Author:
Pavlovic Dragan,Pavlovic Aleksandra
Abstract
Antiphospholipid syndrome (APS) is an autoimmune disease with recurrent
thromboses and pregnancy complications (90% are female patients) that can be
primary and secondary (with concomitant autoimmune disease). Antiphospholipid
antibodies are prothrombotic but also act directly with brain tissue. One
clinical and one laboratory criterion is necessary for the diagnosis of APS.
Positive serological tests have to be confirmed after at least 12 weeks.
Clinical picture consists of thromboses in many organs and spontaneous
miscarriages, sometimes thrombocytopaenia and haemolytic anaemia, but
neurological cases are the most frequent: headaches, stroke, encephalopathy,
seizures, visual disturbances, Sneddon syndrome, dementia, vertigo, chorea,
balism, transitory global amnesia, psychosis, transversal myelopathy and
Guillain-Barre syndrome.
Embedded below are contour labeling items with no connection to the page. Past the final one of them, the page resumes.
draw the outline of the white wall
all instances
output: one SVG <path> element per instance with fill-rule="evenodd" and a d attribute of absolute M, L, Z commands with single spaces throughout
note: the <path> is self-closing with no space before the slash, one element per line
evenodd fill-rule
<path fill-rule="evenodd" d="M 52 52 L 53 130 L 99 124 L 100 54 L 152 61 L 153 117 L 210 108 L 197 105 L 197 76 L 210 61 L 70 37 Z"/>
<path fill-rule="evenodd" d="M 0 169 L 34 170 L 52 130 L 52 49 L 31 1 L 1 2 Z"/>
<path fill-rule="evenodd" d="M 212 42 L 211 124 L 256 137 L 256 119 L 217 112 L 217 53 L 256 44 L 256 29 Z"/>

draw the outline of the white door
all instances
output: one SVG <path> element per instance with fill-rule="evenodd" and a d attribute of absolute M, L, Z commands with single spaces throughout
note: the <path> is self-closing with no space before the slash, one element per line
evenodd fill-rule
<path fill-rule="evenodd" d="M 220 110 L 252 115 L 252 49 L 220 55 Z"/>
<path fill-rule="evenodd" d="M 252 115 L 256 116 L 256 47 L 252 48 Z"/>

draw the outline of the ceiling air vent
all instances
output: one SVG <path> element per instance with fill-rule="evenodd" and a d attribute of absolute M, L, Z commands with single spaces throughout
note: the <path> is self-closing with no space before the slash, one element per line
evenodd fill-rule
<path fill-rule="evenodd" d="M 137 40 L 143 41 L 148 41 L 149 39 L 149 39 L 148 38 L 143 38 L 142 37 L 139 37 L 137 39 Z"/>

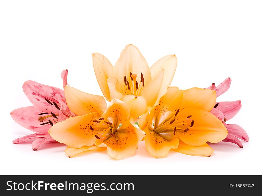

About 50% of strokes below 50 years of age are
caused by APS. The first line of therapy in stroke is anticoagulation:
intravenous heparin or low-weight heparins. In chronic treatment, oral
anticoagulation and antiplatelet therapy are used, warfarin and aspirin,
mostly for life. In resistant cases, corticosteroids, intravenous
immunoglobulins and plasmapheresis are necessary. Prognosis is good in most
patients but some are treatment-resistant with recurrent thrombotic events
and eventually death.
Publisher
National Library of Serbia
Cited by
1 articles.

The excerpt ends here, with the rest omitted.